An Investigation on the Power Outages Over Years
Introduction
In both industrial production and daily life, electricity is frequently used every day. Consequently, power outages can have a significant impact on people. By analyzing power outage data, we can better guide how to enhance electricity usage quality, analyze potential causes of outages, and develop corresponding improvement measures.
This project mainly centered around a question “whether climate category affect the duration of a power outage?” With knowing such conclusion, people can better indicates a pattern to identify or predict the major power outages, which can help humans to prepare on the sudden power outage or further research.
This dataset includes 56 column variables and 1534 row variables in total.
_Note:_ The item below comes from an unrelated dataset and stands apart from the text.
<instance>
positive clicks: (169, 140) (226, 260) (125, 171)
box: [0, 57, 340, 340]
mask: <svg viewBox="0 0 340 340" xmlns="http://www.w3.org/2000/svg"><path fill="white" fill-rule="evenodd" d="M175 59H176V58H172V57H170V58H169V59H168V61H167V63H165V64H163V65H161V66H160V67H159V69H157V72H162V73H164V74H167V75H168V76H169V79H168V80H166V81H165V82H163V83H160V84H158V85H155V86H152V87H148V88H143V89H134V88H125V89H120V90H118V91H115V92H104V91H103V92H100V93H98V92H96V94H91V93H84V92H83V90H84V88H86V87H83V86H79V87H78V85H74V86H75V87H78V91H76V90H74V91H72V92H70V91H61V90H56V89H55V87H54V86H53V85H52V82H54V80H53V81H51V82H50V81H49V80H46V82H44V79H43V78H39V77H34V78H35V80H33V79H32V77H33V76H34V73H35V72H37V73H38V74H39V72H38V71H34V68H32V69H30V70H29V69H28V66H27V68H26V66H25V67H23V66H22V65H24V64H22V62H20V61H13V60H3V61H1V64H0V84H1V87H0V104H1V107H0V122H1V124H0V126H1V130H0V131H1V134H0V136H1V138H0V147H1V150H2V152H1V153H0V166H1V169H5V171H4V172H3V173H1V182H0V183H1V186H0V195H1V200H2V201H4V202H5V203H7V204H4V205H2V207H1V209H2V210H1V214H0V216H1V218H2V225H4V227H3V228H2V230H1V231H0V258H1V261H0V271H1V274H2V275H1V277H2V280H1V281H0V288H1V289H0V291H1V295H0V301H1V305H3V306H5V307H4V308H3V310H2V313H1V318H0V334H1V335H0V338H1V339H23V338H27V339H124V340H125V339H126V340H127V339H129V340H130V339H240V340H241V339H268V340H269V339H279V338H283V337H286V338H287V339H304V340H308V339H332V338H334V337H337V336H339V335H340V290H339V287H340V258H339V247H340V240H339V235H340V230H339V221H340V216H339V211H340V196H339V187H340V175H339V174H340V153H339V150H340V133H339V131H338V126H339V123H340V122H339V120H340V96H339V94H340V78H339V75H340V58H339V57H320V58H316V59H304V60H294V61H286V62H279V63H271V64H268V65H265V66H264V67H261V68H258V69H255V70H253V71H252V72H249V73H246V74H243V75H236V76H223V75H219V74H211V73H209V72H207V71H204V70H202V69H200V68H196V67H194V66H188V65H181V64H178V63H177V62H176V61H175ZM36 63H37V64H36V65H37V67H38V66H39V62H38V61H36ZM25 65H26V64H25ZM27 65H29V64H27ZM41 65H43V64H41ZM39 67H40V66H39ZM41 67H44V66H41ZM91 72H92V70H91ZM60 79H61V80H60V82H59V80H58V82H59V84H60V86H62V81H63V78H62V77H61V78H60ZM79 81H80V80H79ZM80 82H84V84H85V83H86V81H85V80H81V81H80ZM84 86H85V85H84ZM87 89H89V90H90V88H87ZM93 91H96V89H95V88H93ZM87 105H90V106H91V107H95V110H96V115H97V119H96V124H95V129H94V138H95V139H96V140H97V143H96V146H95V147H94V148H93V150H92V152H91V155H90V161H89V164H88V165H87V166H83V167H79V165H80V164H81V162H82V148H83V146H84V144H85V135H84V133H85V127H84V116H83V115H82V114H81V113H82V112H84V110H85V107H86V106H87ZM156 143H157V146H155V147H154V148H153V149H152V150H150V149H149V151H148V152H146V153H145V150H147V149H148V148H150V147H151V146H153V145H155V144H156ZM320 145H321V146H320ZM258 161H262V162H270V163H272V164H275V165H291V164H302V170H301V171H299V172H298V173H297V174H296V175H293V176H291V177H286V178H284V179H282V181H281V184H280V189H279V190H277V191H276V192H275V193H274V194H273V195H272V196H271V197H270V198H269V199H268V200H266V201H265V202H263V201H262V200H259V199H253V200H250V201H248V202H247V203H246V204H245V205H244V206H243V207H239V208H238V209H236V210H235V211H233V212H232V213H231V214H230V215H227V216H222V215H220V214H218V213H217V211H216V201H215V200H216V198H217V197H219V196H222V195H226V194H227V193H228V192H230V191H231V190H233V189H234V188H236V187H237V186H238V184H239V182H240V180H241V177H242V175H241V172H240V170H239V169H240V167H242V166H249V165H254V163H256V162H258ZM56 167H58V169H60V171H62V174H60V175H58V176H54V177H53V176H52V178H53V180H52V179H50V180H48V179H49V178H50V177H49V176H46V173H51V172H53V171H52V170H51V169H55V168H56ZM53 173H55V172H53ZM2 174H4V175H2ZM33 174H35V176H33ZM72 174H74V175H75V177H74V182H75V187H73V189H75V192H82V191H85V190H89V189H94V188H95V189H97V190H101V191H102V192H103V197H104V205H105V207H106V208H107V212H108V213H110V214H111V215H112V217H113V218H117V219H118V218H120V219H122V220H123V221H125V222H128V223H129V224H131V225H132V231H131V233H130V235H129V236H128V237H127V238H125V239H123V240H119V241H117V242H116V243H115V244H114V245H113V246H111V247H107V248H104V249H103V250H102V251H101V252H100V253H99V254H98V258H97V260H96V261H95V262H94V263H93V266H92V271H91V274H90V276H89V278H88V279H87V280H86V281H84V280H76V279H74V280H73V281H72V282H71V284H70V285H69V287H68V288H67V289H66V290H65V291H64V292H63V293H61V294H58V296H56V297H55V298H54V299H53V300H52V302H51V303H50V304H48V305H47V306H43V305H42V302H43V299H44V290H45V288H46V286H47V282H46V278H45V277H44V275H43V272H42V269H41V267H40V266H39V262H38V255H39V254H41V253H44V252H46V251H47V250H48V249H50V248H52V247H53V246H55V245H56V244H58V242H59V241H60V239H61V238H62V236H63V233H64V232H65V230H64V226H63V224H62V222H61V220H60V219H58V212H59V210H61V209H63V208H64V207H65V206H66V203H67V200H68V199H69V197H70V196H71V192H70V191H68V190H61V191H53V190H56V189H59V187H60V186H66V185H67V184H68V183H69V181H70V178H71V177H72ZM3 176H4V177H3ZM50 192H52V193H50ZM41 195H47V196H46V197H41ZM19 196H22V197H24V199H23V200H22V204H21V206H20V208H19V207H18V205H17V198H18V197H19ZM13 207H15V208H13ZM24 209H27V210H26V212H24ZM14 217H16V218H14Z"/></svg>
In researching the question stated above, not all 56 columns variables will be included in the analysis. Thus, relevant information will be included for the analysis such as
Column | Description |
---|---|
OUTAGE.START.DATE |
The date when an outage occurs |
OUTAGE.START.TIME |
The time when an outage occurs |
OUTAGE.DURATION |
The minutes an outage lasts |
CLIMATE.CATEGORY |
The climate type(warm, normal, cold) where an outage occurs |
U.S._STATE |
The state where an outage occurs |
OUTAGE.RESTORATION.DATE |
The date when an outage ends |
CAUSE.CATEGORY.DETAIL |
The detailed reason for an outage. |
We noted that there’re many redundant data in the dataset, such as the YEAR
and MONTH
column is duplicated since OUTAGE.START.DATE
is included. And with OUTAGE.DURATION
, OUTAGE.START.DATE
and OUTAGE.START.TIME
, we can directly compute the OUTAGE.RESTORATION.DATE
and the OUTAGE.RESTORATION.TIME
. Therefore, we exclude some of such columns from our analysis.
Note that we take into account some columns that seems unrelated to our question, but it’s useful to detect the below topic of missingness.
Data Cleaning and EDA
Data Cleaning
Combine Data Column and Time Column
It’s not convenience if a specific datetime is described by two columns, so first we combine the OUTAGE.START.DATE
column and the OUTAGE.START.TIME
column into a single OUTAGE.START
column with the pd.Timestamp
type.
The cleaned dataframe’s datatype for each useful column is listed below.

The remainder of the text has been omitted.